Correct me if I am wrong everybody, but I thought Discovery Networks handled the negotiations for BBC World News in the United States. I thought I had seen that in a few places. With that being said, shouldn't they be able to make BBC World News HD available? I know BBC World News is available on Fios and several cable systems.

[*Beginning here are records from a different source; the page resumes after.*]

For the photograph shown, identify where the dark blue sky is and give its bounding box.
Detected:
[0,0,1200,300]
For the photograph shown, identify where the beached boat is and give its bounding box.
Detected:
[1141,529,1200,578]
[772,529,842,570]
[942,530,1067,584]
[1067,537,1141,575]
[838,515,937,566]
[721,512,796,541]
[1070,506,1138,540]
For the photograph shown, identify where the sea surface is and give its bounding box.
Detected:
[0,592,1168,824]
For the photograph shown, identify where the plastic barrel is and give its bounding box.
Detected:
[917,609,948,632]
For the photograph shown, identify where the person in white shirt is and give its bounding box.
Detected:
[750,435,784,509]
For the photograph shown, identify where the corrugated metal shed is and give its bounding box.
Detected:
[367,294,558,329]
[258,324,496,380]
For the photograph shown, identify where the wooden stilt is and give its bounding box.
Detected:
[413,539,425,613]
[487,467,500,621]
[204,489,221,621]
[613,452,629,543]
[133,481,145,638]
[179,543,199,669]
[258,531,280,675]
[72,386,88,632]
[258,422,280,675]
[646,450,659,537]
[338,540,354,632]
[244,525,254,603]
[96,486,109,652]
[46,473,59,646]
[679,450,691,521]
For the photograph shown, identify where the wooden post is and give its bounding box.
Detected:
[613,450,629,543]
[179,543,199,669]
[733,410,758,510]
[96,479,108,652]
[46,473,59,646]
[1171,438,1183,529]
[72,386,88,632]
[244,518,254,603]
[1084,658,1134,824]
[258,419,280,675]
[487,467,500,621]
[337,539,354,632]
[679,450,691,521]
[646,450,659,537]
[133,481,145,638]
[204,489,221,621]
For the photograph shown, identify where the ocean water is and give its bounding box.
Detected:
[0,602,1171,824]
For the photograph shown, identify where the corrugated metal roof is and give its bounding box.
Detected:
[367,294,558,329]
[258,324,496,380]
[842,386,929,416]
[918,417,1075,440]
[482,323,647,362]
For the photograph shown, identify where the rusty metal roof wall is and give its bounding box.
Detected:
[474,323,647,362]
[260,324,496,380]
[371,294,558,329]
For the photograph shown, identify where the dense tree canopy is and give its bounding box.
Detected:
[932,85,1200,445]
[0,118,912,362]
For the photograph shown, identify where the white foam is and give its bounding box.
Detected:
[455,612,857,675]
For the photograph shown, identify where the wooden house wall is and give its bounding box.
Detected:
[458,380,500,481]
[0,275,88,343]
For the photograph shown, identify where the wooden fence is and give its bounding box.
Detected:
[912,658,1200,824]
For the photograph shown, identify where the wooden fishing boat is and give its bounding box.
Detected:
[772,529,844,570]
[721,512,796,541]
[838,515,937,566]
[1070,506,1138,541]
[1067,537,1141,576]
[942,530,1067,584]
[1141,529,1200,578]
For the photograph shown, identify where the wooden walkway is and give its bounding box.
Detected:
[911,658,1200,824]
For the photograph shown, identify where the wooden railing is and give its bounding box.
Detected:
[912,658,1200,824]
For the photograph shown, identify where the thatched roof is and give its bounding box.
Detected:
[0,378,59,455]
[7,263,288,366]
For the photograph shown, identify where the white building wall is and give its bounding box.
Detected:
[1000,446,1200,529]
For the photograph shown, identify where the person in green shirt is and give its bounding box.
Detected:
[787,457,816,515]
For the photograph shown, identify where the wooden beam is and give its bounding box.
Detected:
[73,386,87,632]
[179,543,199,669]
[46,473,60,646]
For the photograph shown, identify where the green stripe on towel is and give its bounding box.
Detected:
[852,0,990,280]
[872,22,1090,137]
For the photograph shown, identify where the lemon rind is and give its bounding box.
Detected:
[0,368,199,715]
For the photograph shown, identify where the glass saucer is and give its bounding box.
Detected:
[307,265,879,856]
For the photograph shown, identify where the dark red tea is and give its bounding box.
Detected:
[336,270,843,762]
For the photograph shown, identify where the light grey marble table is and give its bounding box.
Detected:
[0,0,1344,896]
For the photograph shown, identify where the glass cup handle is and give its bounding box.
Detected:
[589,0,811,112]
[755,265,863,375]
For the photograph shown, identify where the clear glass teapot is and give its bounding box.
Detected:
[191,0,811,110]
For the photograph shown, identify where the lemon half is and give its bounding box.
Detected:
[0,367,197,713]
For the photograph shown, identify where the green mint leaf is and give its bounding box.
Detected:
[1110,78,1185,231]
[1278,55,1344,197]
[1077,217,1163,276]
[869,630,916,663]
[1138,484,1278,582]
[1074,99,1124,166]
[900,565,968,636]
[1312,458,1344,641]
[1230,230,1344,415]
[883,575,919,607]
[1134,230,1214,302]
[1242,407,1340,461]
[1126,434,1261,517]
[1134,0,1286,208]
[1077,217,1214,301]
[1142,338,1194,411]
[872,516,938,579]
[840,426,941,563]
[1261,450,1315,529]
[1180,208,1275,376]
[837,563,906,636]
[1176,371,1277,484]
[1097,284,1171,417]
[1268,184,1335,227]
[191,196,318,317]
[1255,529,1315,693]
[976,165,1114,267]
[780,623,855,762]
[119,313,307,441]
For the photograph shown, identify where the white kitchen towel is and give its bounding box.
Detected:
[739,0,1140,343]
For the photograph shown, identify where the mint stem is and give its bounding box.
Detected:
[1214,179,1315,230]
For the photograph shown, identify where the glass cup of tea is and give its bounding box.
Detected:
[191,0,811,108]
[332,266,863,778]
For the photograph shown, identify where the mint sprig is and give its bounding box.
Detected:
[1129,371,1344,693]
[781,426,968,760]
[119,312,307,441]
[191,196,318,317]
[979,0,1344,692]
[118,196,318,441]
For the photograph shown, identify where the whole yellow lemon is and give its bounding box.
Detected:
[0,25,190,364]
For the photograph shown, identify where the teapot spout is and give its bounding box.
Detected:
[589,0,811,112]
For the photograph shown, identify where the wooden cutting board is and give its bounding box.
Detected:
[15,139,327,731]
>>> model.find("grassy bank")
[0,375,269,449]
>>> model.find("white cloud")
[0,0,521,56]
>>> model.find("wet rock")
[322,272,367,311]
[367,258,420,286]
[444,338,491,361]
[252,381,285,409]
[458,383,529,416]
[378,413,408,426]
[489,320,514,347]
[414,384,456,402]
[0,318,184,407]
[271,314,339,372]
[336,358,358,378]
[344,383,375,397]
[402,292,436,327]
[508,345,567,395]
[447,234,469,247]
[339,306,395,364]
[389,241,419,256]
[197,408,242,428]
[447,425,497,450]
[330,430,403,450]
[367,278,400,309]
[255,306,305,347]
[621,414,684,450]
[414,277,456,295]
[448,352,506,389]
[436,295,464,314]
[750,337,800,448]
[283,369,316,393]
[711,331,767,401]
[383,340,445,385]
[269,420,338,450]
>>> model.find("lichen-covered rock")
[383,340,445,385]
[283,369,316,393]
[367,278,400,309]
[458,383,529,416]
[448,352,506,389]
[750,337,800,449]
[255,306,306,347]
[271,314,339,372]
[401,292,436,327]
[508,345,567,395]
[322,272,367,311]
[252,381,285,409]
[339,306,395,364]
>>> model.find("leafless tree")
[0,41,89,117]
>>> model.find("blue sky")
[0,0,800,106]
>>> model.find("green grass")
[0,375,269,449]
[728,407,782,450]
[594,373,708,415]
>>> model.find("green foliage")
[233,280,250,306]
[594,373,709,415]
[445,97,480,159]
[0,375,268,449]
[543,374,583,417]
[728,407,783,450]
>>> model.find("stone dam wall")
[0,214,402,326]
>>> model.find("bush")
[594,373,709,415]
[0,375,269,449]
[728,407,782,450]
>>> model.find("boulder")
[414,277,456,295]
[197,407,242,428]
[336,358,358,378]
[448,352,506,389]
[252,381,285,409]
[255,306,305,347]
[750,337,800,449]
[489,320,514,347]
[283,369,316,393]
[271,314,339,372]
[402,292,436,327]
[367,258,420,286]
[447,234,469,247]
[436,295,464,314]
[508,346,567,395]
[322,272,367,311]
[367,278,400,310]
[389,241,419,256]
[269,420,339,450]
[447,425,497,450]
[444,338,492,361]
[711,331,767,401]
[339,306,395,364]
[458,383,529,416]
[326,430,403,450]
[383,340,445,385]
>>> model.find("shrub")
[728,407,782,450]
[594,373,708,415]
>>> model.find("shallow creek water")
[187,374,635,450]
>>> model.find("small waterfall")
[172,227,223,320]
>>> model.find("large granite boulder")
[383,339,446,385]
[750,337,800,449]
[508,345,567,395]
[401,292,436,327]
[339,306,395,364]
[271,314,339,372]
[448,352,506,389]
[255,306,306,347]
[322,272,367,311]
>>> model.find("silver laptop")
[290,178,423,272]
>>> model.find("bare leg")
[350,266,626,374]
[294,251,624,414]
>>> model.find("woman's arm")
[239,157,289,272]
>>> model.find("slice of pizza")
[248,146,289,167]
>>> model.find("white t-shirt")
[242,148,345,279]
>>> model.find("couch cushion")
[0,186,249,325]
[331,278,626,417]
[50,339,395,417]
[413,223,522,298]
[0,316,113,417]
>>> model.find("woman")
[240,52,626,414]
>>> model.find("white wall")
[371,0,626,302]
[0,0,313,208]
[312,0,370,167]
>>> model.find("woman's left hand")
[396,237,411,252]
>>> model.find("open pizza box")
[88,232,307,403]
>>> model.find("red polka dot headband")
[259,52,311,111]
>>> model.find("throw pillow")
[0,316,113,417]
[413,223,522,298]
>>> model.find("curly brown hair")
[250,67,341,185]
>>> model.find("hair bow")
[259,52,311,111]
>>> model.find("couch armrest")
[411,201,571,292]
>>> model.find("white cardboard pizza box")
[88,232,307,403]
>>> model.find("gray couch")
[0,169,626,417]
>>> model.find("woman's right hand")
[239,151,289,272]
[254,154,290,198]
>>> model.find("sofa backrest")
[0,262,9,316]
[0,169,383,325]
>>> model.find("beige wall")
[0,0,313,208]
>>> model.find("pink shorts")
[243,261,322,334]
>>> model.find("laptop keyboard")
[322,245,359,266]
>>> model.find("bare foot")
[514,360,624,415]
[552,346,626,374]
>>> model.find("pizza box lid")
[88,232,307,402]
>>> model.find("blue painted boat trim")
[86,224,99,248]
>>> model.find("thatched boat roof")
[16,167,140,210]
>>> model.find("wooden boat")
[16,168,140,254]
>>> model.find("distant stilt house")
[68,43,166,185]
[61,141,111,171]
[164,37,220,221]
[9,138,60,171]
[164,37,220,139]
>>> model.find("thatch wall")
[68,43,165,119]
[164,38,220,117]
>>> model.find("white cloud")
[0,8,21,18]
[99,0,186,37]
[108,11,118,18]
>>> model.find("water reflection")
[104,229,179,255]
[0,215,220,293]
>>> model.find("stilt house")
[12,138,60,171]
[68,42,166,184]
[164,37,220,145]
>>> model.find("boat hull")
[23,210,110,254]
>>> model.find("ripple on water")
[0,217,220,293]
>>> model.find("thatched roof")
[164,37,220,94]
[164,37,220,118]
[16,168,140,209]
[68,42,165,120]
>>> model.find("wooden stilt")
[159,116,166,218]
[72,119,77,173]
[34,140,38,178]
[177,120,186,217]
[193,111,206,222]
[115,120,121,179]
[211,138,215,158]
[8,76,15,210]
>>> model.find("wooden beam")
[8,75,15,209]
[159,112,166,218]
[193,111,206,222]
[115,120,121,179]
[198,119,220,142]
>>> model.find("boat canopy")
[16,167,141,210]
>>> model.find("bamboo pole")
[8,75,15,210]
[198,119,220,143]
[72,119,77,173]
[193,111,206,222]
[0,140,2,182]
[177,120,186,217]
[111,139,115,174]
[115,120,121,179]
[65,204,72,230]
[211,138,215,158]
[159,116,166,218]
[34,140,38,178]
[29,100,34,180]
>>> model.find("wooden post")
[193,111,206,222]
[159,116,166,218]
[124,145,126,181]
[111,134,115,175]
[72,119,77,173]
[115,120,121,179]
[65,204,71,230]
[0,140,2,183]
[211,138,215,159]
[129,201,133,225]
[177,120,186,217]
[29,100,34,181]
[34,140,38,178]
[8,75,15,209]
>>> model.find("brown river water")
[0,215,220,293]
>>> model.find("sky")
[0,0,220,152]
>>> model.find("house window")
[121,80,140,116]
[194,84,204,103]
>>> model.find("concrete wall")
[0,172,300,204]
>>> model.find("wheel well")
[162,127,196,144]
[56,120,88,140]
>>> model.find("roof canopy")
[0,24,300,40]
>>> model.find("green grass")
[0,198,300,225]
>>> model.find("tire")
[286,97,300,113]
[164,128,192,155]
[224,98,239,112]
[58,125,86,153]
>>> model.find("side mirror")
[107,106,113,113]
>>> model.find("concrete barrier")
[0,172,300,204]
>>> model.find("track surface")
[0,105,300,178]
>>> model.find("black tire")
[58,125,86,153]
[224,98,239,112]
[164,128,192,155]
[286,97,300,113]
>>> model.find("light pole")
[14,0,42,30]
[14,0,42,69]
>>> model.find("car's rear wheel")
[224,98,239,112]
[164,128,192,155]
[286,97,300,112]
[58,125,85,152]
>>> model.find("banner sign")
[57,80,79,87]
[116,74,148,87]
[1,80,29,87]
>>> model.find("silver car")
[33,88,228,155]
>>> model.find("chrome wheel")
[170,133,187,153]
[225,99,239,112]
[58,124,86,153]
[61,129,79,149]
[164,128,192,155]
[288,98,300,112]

It would be an awesome addition, especially in HD. I know it's not launched yet, but it has been rumored by a few different sources.

Surely BBC World News HD would be a widely accepted addition as it would provide another great news station in HD, and it would offer a bit of an alternative to CNN and FOX News and MSNBC. Just wondering if anybody has anymore information or wants this channel as much as I do.


----------



## space86 (May 4, 2007)

BBC World News HD I would like E* to add this news channel.


----------



## moman19 (Oct 22, 2004)

I hope they upgrade Fox News Channel to HD before considering BBC-HD.

*......PLEASE???* :beatdeadhorse:


----------



## harsh (Jun 15, 2003)

Adam Richey said:


> With that being said, shouldn't they be able to make BBC World News HD available? I know BBC World News is available on Fios and several cable systems.


BBC World News isn't available in HD, so discussions of carriage are academic. The fact that DISH doesn't carry BBCWN in SD doesn't bode well for the HD version.


----------



## Paul Secic (Dec 16, 2003)

Adam Richey said:


> Correct me if I am wrong everybody, but I thought Discovery Networks handled the negotiations for BBC World News in the United States. I thought I had seen that in a few places. With that being said, shouldn't they be able to make BBC World News HD available? I know BBC World News is available on Fios and several cable systems. It would be an awesome addition, especially in HD. I know it's not launched yet, but it has been rumored by a few different sources.
> 
> Surely BBC World News HD would be a widely accepted addition as it would provide another great news station in HD, and it would offer a bit of an alternative to CNN and FOX News and MSNBC. Just wondering if anybody has anymore information or wants this channel as much as I do.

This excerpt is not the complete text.